The young and inexperienced no-decision managers work many months just with three tactics to avoid decision-making. These are common to all no-decision managers without exception.
The second tactic is used after several requests by subordinates to make a decision and leads logically to no-decision managers asking their subordinates for additional information, necessary to make the decision. This I call ‘imposing incremental information.’

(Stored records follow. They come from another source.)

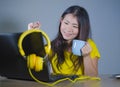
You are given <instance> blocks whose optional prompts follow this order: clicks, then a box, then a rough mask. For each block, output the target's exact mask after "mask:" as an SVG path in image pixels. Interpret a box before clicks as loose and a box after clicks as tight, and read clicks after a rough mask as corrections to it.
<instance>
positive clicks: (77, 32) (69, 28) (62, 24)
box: [60, 14, 79, 42]
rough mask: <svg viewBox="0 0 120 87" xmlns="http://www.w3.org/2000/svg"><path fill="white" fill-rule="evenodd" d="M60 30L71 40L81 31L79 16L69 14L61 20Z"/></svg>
mask: <svg viewBox="0 0 120 87" xmlns="http://www.w3.org/2000/svg"><path fill="white" fill-rule="evenodd" d="M60 32H61V34H62V36H63V38H64V39H65V40H67V41H68V42H71V41H72V40H73V39H74V38H75V37H76V36H77V35H78V32H79V29H78V22H77V18H76V17H75V16H73V15H72V14H67V15H66V16H65V17H64V18H63V19H62V20H61V27H60Z"/></svg>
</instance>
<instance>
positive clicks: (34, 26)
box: [28, 21, 41, 30]
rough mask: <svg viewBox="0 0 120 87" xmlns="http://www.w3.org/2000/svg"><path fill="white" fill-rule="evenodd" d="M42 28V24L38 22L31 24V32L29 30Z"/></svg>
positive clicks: (28, 25) (30, 25)
mask: <svg viewBox="0 0 120 87" xmlns="http://www.w3.org/2000/svg"><path fill="white" fill-rule="evenodd" d="M40 26H41V24H40V22H39V21H37V22H32V23H29V24H28V30H29V29H35V28H37V29H40Z"/></svg>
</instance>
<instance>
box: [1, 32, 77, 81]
mask: <svg viewBox="0 0 120 87" xmlns="http://www.w3.org/2000/svg"><path fill="white" fill-rule="evenodd" d="M21 34H22V32H20V33H0V76H4V77H7V78H8V79H20V80H30V81H33V78H32V77H31V76H30V74H29V71H28V67H27V64H26V63H27V62H26V60H25V59H24V58H23V57H22V56H21V54H20V53H19V49H18V39H19V37H20V35H21ZM31 38H32V40H33V41H32V40H31ZM31 41H32V43H31ZM33 42H34V43H33ZM23 49H25V53H26V55H29V54H30V53H32V52H33V51H34V53H36V54H38V55H39V56H41V57H44V56H45V50H44V40H43V37H42V34H41V33H35V34H31V35H30V36H28V37H26V39H25V41H23ZM31 71H32V73H33V75H34V76H35V77H36V78H37V79H38V80H40V81H44V82H53V81H56V80H59V79H61V78H66V77H67V78H68V77H69V78H71V79H75V78H76V77H77V76H75V75H74V76H64V75H55V76H53V75H51V74H50V70H49V62H48V61H46V62H45V63H44V65H43V70H42V71H40V72H35V71H34V70H31Z"/></svg>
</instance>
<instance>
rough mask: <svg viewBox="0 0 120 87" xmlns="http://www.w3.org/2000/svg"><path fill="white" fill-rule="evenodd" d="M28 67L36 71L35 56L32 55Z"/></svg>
mask: <svg viewBox="0 0 120 87" xmlns="http://www.w3.org/2000/svg"><path fill="white" fill-rule="evenodd" d="M27 59H28V60H27V65H28V67H29V68H30V69H34V67H35V63H36V55H35V54H30V55H29V56H28V58H27Z"/></svg>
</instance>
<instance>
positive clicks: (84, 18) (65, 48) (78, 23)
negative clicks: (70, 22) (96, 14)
mask: <svg viewBox="0 0 120 87" xmlns="http://www.w3.org/2000/svg"><path fill="white" fill-rule="evenodd" d="M67 14H73V15H74V16H75V17H77V21H78V27H79V34H78V36H77V37H76V38H75V39H80V40H84V41H86V40H87V39H88V36H89V32H90V22H89V16H88V13H87V11H86V10H85V9H84V8H83V7H80V6H71V7H69V8H67V9H66V10H65V11H64V13H63V14H62V16H61V18H63V19H64V17H65V16H66V15H67ZM60 26H61V23H60V24H59V31H58V34H57V37H56V38H55V39H54V40H53V41H52V42H51V45H52V51H53V55H52V57H53V56H55V54H57V60H56V61H57V67H58V69H59V68H60V65H61V64H62V63H63V62H64V61H65V57H64V51H65V50H66V49H67V48H68V47H69V46H72V43H71V45H68V44H67V41H66V40H65V39H64V38H63V36H62V34H61V32H60ZM72 56H73V54H71V60H72ZM52 57H51V58H52ZM82 63H83V58H82V56H78V58H77V59H76V60H75V61H73V64H74V66H75V67H76V68H77V69H78V68H79V67H80V66H81V64H82Z"/></svg>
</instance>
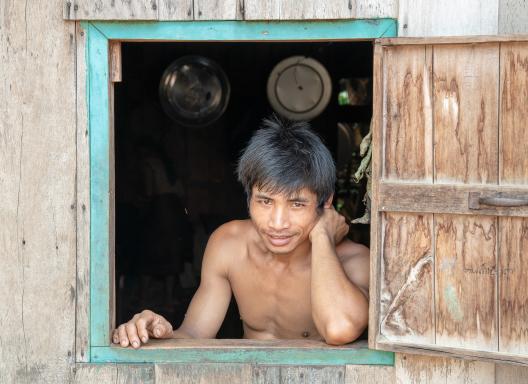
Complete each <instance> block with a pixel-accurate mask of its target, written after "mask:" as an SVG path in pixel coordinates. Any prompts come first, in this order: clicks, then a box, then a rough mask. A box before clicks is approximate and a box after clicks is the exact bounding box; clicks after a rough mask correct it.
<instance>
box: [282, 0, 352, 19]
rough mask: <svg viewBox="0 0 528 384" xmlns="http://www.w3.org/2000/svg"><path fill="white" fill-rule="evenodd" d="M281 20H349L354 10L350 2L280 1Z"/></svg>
mask: <svg viewBox="0 0 528 384" xmlns="http://www.w3.org/2000/svg"><path fill="white" fill-rule="evenodd" d="M279 12H280V13H279V14H280V19H281V20H314V19H349V18H353V16H354V12H355V9H354V7H353V4H352V0H349V1H342V0H327V1H319V0H303V1H298V0H282V1H281V2H280V11H279Z"/></svg>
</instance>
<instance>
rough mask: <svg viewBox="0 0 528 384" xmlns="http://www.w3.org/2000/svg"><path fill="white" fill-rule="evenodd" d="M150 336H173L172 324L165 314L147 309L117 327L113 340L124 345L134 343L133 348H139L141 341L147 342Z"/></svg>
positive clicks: (143, 341)
mask: <svg viewBox="0 0 528 384" xmlns="http://www.w3.org/2000/svg"><path fill="white" fill-rule="evenodd" d="M149 337H152V338H155V339H170V338H172V325H171V324H170V323H169V322H168V321H167V320H165V318H164V317H163V316H161V315H158V314H157V313H154V312H152V311H149V310H148V309H146V310H144V311H143V312H141V313H136V314H135V315H134V317H133V318H132V319H131V320H130V321H128V322H126V323H124V324H121V325H120V326H119V327H117V329H115V330H114V332H113V334H112V341H113V342H114V344H120V345H121V346H122V347H128V346H129V345H132V347H133V348H139V346H140V345H141V342H143V344H145V343H146V342H147V341H148V339H149Z"/></svg>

The request however is not used to make a decision, but quite the opposite; it is used to send the subordinate away so that no decision needs to be made while the work is going on. When the subordinate comes back with the information, the no-decision manager is quite likely to ask for more. All this is a tactic to avoid decision-making. They never use the information provided by the subordinate to take decisions, because by definition they never take decisions.
Normal managers
Normal managers, ones who take decisions, will inevitably resort to a similar request of subordinates. These managers use this additional information to help them make the decision, which they are analysing. No-decision managers do not.
Effect on subordinates
Subordinates will, at first, genuinely believe that their no-decision boss needs an excessive volume of information to make decisions. But as the information requested becomes more detailed, and to the subordinate unnecessary for the decision in question, they will again become frustrated and begin to wonder what is going on with their boss. They will not yet have realised that their boss is never going to decide anything.
But even these two tactics, ‘permanent procrastination’ and ‘imposing incremental information’ on their own, are still not viable or sustainable for no-decision managers, so they resort to other decision avoidance tactics. First, a number of simple ones, then gradually as they gain experience, more sophisticated ones.